You only live twice,
Once when you are born,
Once when you look death in the face

 The last section of the book sees Fleming do something he's never done before - he depicts Bond as a St. George like figure while Blofeld is depicted as the dragon. The analogy is brought to the fore and much of the narrative is dreamlike, almost surreal. The author is clearly thinking in the style of the old epics of literature and he does set Bond an almost Herculean task.

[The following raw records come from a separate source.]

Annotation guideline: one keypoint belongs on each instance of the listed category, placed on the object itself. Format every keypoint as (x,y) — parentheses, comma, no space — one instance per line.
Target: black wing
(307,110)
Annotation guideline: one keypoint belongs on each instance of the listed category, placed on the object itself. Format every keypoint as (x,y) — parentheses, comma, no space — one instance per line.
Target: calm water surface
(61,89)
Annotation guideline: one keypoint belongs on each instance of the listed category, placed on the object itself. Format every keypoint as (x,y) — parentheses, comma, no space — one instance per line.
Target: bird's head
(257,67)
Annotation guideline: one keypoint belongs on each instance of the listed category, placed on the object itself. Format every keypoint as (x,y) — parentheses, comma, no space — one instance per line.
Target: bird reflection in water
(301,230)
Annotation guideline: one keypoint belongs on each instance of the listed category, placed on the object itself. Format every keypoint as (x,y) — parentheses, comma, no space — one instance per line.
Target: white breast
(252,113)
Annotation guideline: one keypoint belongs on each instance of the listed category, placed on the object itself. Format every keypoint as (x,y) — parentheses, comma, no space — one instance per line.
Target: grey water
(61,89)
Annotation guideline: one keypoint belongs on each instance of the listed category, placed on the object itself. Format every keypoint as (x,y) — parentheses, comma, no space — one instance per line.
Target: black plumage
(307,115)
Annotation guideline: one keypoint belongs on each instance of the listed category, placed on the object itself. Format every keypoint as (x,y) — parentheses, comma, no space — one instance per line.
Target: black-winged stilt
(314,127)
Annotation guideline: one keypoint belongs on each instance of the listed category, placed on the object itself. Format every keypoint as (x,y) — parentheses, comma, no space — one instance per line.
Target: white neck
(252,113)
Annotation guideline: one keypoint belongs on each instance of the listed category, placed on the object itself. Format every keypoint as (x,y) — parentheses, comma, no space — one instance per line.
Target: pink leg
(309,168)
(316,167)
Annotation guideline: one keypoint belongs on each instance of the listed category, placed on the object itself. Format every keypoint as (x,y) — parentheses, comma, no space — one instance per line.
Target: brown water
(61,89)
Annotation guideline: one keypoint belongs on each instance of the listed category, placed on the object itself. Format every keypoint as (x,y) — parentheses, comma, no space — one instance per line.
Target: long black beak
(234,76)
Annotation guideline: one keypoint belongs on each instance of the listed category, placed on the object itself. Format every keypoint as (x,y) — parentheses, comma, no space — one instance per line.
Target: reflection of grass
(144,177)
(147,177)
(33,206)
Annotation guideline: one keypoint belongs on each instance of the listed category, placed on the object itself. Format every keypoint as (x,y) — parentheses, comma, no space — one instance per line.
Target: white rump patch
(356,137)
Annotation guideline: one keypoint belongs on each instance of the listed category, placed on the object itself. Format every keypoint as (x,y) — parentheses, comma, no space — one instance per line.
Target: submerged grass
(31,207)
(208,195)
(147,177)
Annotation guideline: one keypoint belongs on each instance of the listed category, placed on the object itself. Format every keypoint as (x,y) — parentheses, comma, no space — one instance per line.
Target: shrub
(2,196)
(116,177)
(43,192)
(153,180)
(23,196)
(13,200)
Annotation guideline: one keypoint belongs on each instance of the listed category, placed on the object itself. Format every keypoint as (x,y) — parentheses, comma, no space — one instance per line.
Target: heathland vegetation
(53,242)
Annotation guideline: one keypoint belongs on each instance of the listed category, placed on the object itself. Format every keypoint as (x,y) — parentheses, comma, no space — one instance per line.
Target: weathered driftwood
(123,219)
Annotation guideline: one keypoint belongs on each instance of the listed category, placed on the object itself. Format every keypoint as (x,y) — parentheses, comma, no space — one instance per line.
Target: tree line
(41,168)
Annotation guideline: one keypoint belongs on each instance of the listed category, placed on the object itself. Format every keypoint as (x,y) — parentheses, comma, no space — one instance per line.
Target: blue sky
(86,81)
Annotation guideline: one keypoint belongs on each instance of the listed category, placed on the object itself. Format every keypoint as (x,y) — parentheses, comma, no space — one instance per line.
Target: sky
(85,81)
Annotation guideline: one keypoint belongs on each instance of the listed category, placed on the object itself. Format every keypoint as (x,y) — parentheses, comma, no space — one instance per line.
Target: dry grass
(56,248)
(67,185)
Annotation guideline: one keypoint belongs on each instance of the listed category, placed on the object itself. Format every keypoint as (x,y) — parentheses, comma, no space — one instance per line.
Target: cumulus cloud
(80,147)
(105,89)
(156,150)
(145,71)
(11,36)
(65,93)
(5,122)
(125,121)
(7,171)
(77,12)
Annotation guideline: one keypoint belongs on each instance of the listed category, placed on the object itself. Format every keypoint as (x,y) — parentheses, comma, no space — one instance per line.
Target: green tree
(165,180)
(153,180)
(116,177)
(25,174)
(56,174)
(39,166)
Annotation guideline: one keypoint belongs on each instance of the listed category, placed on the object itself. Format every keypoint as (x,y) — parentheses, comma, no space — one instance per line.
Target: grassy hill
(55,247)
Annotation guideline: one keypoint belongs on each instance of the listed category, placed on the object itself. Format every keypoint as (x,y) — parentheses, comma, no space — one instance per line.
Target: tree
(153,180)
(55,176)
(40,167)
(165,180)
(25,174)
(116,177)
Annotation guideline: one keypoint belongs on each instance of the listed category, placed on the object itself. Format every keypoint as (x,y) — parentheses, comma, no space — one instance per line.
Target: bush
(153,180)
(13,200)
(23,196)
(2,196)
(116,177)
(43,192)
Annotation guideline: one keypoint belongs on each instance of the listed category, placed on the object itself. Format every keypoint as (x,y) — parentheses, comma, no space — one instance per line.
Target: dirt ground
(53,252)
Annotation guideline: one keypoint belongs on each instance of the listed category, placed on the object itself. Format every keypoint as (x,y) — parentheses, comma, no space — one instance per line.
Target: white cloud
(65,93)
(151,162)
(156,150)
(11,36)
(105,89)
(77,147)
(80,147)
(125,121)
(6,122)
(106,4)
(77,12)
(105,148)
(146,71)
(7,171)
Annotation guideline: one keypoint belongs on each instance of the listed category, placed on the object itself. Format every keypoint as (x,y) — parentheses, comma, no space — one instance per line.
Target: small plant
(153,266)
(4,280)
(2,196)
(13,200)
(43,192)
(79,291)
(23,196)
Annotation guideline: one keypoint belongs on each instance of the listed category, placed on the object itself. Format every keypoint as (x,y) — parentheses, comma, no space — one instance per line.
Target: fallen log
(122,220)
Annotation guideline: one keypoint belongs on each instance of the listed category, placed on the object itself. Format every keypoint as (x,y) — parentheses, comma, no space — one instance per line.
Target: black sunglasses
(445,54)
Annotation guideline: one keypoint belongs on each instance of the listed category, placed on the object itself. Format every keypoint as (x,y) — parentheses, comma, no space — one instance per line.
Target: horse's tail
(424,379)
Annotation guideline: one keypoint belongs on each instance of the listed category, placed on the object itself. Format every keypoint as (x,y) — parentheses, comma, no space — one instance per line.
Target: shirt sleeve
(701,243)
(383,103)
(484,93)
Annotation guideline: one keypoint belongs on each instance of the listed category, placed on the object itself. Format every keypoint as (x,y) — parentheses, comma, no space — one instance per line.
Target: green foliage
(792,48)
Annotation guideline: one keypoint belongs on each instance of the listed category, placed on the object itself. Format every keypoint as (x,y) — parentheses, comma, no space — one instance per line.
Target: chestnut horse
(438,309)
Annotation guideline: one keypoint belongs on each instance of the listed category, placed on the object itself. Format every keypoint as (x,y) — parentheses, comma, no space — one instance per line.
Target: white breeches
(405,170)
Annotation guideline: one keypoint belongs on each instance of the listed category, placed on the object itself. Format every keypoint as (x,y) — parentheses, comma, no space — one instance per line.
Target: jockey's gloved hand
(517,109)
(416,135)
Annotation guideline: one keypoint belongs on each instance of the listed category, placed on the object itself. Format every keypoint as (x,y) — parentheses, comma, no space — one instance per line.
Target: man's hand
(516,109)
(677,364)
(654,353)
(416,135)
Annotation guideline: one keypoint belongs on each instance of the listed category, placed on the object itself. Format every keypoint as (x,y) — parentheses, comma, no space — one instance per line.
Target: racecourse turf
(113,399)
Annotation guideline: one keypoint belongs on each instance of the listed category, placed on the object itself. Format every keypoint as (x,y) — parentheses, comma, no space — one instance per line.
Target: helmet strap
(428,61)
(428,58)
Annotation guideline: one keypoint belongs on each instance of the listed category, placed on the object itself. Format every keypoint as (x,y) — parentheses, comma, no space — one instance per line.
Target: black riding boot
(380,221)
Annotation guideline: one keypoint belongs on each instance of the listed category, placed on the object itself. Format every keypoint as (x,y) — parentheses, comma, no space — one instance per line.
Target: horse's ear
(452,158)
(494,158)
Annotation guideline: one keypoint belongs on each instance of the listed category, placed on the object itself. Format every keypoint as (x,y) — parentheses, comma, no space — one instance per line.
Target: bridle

"The Piranhas and the volcanic mud are useful housekeepers. They keep the place tidy."

 
You Only Live Twice, is an excellent addition to the Bond canon - it's bitter sweet, though...knowing that Fleming would never fully complete another Bond novel, doubly so in that this book marks what might have been an whole new avenue for the Bond adventures.

1 comment:

Keir said...

reading the book now and can't help but think of how Britain today is exactly how Tiger Tanaka describes it at the start of the 60s:
"You have not only lost a great Empire, you have seemed almost anxious to throw it away with both hands...when you apparently sought to arrest this slide into impotence at Suez, you succeeded only in stage-managing one of the most pitiful bungles in history. Further, your governments have shown themselves successively incapable of ruling and have handed over effective control of the country to the trade unions, who appear to be dedicated to the principle of doing less and less work for more money. This feather-bedding, this shirking of an honest day's work, is sapping at ever-increasing speed the moral fibre of the British, a quality the world once so much admired. In its place we now see a vacuous, aimless horde of seekers-after-pleasure-gambling at the pools and bingo, whining at the weather and the declining fortunes of the country, and wallowing nostalgically in gossip about the doings of the Royal Family and your so-called aristocracy in the pages of the most debased newspapers in the world."